Dutch composer (1918–2011)

Adriaan Bonsel (4 August 1918 - 9 July 2011) was a Dutch composer. He was born in Hilversum, Netherlands, and died at the age of 92 in Amersfoort, Netherlands.

== Education ==
Bonsel studied the flute at the Amsterdam Conservatory and studied composition with Jan Koetsier.

== Professional Activities ==
Bonsel was principal flautist of the Radio Philharmonic Orchestra at its inception in 1945. He was a co-founder of the Radio Philharmonic Sextet. He was also a professor of flute at Utrecht Conservatory and the conductor of the Faso Flute Ensemble.

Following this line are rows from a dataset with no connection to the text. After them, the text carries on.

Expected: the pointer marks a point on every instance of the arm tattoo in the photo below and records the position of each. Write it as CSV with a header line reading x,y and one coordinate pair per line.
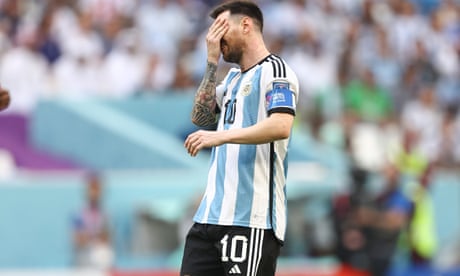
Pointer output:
x,y
204,107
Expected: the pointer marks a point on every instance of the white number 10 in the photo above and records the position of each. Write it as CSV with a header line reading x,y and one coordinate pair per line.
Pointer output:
x,y
233,247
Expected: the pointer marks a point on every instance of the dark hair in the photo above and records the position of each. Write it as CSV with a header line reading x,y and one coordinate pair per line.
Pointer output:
x,y
247,8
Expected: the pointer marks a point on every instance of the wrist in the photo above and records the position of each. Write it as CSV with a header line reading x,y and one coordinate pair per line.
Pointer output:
x,y
213,61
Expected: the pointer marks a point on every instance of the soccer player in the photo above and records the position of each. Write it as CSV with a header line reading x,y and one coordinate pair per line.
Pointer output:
x,y
4,99
240,224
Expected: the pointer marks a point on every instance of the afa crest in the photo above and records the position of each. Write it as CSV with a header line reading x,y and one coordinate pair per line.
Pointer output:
x,y
246,91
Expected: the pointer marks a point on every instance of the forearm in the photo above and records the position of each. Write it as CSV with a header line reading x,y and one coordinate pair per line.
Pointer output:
x,y
204,106
276,127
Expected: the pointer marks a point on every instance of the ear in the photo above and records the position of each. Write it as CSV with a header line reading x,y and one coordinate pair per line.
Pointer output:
x,y
246,24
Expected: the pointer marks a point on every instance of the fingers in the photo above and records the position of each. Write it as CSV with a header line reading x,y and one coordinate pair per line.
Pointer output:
x,y
218,28
215,33
193,143
4,99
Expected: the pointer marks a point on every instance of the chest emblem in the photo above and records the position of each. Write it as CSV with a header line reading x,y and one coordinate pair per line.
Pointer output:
x,y
246,91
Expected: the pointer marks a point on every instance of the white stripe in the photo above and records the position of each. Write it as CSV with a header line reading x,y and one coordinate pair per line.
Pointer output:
x,y
210,187
259,251
230,185
251,243
255,253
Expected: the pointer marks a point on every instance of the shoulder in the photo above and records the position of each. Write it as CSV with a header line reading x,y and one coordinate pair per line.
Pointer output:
x,y
276,69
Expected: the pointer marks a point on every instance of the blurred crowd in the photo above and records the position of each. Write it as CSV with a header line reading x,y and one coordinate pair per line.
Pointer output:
x,y
378,77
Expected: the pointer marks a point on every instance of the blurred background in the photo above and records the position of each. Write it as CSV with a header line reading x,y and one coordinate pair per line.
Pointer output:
x,y
94,179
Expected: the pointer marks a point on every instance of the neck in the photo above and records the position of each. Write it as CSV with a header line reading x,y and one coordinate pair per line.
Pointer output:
x,y
255,52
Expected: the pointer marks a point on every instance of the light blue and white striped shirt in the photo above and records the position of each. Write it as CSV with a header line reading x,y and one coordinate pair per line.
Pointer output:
x,y
247,183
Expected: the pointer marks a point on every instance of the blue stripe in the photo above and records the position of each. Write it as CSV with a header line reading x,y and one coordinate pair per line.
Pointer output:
x,y
247,154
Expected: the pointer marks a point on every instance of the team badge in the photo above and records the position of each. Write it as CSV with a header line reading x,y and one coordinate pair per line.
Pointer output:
x,y
246,90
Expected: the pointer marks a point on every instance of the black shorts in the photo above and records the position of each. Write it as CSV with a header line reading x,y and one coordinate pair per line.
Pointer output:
x,y
229,251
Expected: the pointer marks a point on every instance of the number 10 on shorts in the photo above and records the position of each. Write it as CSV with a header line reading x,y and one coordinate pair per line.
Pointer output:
x,y
237,246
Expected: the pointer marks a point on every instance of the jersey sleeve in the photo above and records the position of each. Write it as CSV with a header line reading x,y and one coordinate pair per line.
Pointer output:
x,y
281,93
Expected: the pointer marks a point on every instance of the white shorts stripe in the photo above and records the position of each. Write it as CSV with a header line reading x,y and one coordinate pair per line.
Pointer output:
x,y
251,245
255,251
259,257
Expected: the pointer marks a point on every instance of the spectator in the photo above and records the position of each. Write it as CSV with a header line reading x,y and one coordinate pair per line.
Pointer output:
x,y
424,116
92,245
366,100
369,226
24,71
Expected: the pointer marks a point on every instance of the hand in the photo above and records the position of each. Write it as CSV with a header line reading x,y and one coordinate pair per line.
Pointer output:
x,y
4,99
215,33
202,139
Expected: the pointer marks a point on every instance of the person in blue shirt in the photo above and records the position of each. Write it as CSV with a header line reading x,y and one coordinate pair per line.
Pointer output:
x,y
383,220
4,99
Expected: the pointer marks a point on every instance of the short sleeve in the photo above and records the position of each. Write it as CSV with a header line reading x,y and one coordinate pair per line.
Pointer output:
x,y
281,98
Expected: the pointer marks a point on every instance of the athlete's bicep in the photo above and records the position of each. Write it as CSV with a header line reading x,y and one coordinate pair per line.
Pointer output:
x,y
280,97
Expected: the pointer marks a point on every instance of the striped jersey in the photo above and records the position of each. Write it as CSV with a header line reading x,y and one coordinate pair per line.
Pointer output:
x,y
247,183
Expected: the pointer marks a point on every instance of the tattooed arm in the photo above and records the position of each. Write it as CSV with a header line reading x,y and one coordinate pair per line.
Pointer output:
x,y
204,107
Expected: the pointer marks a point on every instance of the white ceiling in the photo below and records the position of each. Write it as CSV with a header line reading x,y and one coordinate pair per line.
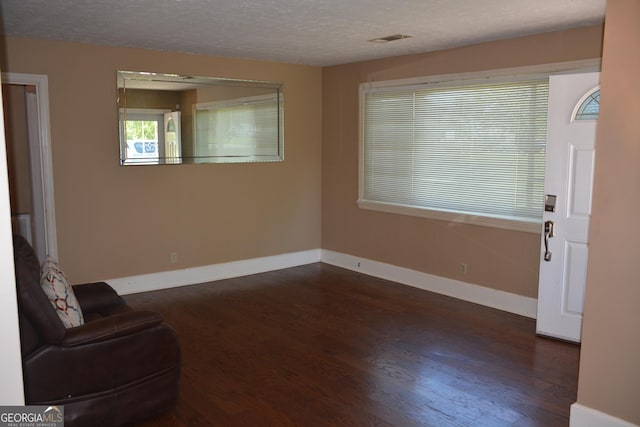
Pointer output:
x,y
312,32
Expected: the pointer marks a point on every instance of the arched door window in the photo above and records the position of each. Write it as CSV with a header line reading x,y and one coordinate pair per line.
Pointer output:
x,y
589,106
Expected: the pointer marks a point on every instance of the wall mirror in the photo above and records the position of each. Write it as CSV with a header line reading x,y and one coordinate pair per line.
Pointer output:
x,y
174,119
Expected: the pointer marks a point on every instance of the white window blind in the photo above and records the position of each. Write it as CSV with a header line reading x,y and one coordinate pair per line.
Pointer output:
x,y
246,127
472,149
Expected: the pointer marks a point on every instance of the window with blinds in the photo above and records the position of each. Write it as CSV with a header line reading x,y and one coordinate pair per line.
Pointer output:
x,y
467,152
246,128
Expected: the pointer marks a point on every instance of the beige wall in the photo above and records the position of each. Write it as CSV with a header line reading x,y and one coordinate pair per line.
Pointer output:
x,y
115,221
500,259
610,357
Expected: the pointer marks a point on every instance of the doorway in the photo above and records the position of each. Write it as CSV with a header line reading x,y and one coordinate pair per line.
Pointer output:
x,y
26,103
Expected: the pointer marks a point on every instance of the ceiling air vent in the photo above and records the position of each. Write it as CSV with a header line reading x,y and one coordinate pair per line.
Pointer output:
x,y
390,38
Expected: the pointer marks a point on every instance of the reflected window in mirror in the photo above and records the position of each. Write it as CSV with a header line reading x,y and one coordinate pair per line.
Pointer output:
x,y
170,119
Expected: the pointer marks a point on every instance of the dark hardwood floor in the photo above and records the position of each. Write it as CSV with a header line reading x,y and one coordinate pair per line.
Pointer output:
x,y
321,346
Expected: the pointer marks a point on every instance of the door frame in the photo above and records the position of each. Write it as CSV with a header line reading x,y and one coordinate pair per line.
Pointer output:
x,y
40,155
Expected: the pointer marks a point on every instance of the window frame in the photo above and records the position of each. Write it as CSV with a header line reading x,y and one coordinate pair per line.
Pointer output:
x,y
258,101
497,76
143,114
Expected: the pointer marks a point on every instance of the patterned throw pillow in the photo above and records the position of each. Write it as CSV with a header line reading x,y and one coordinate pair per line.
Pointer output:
x,y
60,293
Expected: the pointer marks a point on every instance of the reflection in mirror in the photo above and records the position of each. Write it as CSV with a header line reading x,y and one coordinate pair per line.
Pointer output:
x,y
169,119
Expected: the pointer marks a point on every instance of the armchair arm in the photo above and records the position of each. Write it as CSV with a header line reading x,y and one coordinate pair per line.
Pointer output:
x,y
111,327
93,297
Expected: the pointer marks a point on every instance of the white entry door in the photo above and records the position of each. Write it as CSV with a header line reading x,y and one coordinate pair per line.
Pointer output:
x,y
568,190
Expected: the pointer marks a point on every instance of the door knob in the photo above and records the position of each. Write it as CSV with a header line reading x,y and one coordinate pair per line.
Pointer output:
x,y
548,233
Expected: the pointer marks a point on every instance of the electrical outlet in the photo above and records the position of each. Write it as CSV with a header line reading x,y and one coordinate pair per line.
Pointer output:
x,y
462,268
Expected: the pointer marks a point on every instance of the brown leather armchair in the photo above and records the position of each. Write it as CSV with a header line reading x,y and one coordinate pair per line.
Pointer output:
x,y
121,366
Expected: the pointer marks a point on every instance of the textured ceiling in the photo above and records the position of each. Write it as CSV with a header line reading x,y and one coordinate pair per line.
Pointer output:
x,y
312,32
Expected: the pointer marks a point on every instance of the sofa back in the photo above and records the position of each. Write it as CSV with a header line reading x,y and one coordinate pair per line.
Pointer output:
x,y
39,322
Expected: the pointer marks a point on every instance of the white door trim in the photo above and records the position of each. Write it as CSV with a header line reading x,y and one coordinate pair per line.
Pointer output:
x,y
45,181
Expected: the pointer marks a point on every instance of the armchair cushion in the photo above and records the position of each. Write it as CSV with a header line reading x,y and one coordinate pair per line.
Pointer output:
x,y
60,294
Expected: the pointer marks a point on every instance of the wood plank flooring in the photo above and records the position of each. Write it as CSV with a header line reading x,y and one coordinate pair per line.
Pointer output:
x,y
321,346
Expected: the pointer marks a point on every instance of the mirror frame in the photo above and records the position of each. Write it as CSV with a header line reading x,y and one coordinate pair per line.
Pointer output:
x,y
245,94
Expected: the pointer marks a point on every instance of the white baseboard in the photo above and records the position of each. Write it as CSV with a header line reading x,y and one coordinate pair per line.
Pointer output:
x,y
583,416
505,301
209,273
500,300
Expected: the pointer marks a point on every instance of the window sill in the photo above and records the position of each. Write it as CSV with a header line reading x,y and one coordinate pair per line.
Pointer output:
x,y
450,216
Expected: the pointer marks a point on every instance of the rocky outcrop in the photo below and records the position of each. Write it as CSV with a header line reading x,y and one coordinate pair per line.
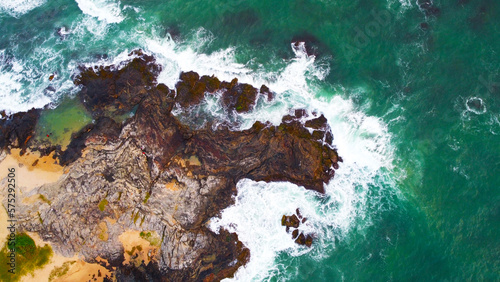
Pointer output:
x,y
239,97
152,173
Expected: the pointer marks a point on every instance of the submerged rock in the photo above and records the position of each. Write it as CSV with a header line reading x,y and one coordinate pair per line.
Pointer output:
x,y
239,97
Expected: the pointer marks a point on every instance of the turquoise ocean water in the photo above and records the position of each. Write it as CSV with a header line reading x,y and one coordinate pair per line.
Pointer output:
x,y
412,95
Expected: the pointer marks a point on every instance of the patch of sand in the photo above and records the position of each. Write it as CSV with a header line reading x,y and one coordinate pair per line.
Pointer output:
x,y
136,248
78,271
82,271
56,260
4,232
172,185
29,176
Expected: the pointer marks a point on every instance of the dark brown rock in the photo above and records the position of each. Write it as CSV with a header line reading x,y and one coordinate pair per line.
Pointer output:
x,y
108,91
317,123
18,129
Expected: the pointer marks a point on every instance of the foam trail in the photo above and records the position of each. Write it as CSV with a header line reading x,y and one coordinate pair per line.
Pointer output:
x,y
14,77
107,11
17,8
363,142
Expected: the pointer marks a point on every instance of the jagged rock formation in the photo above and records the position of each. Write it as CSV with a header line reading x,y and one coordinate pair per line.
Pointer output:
x,y
152,173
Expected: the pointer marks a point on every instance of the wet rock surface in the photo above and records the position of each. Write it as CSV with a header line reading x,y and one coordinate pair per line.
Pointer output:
x,y
152,173
292,223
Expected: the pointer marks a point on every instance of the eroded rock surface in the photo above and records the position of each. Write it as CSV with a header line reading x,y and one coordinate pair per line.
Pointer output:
x,y
151,173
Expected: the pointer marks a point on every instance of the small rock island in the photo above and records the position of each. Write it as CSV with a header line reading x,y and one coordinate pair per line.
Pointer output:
x,y
150,177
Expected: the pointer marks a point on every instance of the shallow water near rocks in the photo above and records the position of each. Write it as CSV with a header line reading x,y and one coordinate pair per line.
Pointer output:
x,y
414,109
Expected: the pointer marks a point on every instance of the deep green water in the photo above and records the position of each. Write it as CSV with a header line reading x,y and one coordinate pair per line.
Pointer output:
x,y
429,212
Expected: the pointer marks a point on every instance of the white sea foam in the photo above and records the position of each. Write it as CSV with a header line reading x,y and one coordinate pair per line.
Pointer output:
x,y
13,97
104,10
17,8
362,141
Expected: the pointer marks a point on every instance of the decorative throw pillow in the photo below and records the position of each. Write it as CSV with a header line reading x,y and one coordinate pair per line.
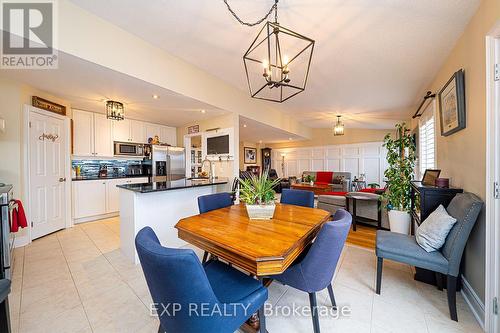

Bonsel composed works that were commissioned by the Dutch Ministry of Education, Arts and Sciences, the AVRO, the Dutch Radio Union, the Dutch Pipers Guild, and the Johan Wagenaar Foundation, among others.

His students include Mirjam Nastasi, Professor of Flute at University of Freiburg.

== Compositions ==
- Suite for flute and string orchestra (1947)
- Folkloristische Suite for winds and percussion (1958), part of the repertoire of the Eastman Wind Ensemble.
- Jozef in Dothan (1958)
- Suite voor blokfluit en clavecimbel of hobo en piano (1958)
- Symphony No. 2 for orchestra (1959)
- Souvenir for flute solo (1959)
- Elegie for viola solo (1961)
- Mijn moeder Kenau (1962)
- Mariken van Nimweghen (1962)
- Een moeilijk mens (1963)
- Vrede - oorlog - vrede? (1975)
- Suite populaire for orchestra (1983)
- Suite for bamboo flute ensemble and string orchestra (1988)

== Awards ==
In 1947, Bonsel was awarded the Music Prize of the City of Amsterdam for his Suite for Flute and String Orchestra.

In 1983, he won a composition competition in Würzburg, Germany, for his Suite Populaire.